Le mariage gay, une question de «civilisation»?

«C'est une rupture de civilisation de vouloir dénaturer le mariage qui est depuis toujours une réalité merveilleuse et fragile», a estimé le mois dernier le cardinal Philippe Barbarin. Ce terme avait déjà été repris par Henri Guaino en janvier 2011, alors que le Conseil constitutionnel avait confirmé l’illégalité du mariage homosexuel: «C'est une question de société, voire de civilisation. Il appartient donc au peuple français et à ses représentants de la trancher. C'est une question trop profonde (...) pour être tranchée par le droit.» Cette assimilation à un «choix de civilisation» est dénoncée par l'Union des familles laïques (Ufal). «La civilisation dont ils parlent a disparu depuis bien longtemps. Oser en parler est scandaleusement obsolète», s’insurge auprès de 20 Minutes Charles Arambourou, responsable de la commission laïcité de l’Ufal. «Le modèle dominant (marié, hétérosexuel et fidèle), c’est fini. Aujourd’hui 90% des enfants sont issus de familles monoparentales ou recomposées», ajoute-t-il. 

Notre société est-elle assez ouverte sur le sujet?

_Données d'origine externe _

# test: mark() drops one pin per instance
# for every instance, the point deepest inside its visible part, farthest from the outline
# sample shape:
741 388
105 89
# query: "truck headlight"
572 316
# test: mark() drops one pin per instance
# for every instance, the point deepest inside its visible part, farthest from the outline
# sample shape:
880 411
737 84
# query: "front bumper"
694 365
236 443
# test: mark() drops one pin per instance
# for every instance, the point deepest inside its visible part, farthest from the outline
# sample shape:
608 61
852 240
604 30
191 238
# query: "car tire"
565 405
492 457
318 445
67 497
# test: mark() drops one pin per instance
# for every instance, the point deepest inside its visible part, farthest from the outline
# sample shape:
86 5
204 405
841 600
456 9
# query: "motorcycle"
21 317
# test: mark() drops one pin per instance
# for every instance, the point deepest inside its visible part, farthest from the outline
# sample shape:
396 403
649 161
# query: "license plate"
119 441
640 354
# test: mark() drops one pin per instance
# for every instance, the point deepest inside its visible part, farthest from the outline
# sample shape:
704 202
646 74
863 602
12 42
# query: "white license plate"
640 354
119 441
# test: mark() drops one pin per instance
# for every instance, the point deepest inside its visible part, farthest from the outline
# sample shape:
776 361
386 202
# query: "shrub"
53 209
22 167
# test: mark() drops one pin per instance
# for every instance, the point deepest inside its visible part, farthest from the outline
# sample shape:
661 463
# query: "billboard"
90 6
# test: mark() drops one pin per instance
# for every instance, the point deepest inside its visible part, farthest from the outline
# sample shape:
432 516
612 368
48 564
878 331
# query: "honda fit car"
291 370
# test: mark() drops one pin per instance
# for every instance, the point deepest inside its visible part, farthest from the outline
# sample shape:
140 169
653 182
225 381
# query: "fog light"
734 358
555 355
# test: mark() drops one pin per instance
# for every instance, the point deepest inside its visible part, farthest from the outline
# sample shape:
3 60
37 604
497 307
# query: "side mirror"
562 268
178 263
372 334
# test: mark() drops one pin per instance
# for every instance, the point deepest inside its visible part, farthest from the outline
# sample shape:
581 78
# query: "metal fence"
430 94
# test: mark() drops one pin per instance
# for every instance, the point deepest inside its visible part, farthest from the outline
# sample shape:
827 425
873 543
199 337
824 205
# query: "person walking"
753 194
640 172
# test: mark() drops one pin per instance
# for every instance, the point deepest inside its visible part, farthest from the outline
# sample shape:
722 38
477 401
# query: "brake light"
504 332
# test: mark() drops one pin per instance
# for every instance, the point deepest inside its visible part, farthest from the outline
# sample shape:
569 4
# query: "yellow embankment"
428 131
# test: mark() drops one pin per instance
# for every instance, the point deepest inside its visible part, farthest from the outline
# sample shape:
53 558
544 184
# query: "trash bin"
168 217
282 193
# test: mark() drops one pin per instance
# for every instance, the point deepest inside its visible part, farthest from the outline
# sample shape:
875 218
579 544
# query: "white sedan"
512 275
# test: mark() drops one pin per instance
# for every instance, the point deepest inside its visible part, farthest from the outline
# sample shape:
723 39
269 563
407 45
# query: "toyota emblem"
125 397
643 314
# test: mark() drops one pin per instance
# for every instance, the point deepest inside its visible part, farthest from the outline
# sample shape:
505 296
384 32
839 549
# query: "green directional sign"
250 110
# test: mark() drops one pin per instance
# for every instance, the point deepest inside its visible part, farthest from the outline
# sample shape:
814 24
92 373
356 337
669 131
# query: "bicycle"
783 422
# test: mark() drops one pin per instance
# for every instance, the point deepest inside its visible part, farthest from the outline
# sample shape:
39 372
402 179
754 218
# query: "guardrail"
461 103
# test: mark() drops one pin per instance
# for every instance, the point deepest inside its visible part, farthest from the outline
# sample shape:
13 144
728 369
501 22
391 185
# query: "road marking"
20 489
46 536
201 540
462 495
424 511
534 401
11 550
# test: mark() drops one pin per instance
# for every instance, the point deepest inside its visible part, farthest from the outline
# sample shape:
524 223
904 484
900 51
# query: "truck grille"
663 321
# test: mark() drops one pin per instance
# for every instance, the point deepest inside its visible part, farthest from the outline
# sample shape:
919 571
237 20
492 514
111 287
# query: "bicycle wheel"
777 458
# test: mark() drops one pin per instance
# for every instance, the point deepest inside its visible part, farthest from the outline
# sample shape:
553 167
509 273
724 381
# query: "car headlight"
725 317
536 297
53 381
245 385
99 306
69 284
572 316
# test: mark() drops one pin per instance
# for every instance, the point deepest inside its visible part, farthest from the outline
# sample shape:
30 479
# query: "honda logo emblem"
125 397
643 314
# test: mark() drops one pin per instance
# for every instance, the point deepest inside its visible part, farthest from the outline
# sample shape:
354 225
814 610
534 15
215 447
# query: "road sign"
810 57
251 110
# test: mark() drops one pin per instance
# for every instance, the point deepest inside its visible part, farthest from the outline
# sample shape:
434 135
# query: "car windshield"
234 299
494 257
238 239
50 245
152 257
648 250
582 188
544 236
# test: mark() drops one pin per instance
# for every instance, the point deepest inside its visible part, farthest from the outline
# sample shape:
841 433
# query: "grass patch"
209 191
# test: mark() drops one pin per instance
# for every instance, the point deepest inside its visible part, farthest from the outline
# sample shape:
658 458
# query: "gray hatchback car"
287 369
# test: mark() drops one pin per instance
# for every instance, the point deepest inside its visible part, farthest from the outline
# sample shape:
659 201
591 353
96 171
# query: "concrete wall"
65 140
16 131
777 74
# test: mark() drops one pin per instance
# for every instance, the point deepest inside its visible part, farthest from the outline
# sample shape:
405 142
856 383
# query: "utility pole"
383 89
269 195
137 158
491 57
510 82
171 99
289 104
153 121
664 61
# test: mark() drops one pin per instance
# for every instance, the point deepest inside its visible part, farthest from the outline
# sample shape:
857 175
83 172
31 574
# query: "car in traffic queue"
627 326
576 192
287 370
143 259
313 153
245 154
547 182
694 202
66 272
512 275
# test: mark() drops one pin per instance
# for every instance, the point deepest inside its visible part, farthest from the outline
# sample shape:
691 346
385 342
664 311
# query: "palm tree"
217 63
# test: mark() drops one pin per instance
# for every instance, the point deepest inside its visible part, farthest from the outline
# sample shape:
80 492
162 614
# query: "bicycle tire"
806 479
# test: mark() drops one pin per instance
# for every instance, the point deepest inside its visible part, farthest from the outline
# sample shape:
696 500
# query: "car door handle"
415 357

«Est-ce un progrès pour la société que de vouloir instituer des tendances sexuelles au détriment des deux seules identités qui existent, celle de l’homme et celle de la femme?», s’interrogeait en 2004 la Conférence des évêques de France dans un bulletin portant sur «homosexualité et mariage». Les opposants à l’adoption par les couples homosexuels soulignent notamment que les enfants issus de ces couples pourraient souffrir de moqueries voire de discriminations à l’école et dans la société en général. Si Charles Arambourou concède ces souffrances actuelles parce que ces pratiques «ne sont pas encore entrées dans les mœurs», il estime que ce n’est pas en refusant de les intégrer dans la vie civile que ces discriminations disparaîtront. «La loi précèdera les mœurs», juge l’administrateur de l’Ufal qui estime que l’Eglise tente «de ranimer une guerre idéologique autour de la famille, comme elle l’a fait en 1984 à propos de l'école privée».

L’évolution des sondages

Selon un récent sondage Ifop, 65% des Français sont favorables à l'union entre personnes du même sexe et 53% à l'adoption par les couples de même sexe, confirmant une nette progression positive ces quinze dernières années. Cette évolution «permet de faciliter les choses», se félicite Charles Arambourou. De son côté, la Conférence des évêques de France pointait du doigt en 2004 la «propagande» des associations homosexuelles aboutissant à ce résultat: «Depuis quelques années, le développement de revendications homosexuelles n’a pas cessé de s’imposer au point que la société, sous la pression d’un discours uniforme, a fini par devenir tolérante et indifférente à l’homosexualité. La sentimentalité et la publicité qui entourent l’homosexualité provoquent un aveuglement intellectuel pour discerner les enjeux et les conséquences pour la société.»

Quid du Pacs?

Depuis 1999, le Pacte civil de solidarité (Pacs) est le seul contrat qui se trouve à mi-chemin entre le mariage et le concubinage. Pour les opposants au mariage homosexuel, cela est déjà bien assez pour les couples de même sexe. S'il comporte désormais de nombreux droits, le Pacs est cependant «limité et ne va pas aussi loin que le mariage», notamment en ce qui concerne les successions, déplore Charles Arambourou qui prône une véritable union civile sous forme de contrat valable pour tous les couples. «Il faut qu’on sorte du mariage qui est à l’origine une institution patriarcale et religieuse que le code civil n’a fait que laïciser», explique-t-il.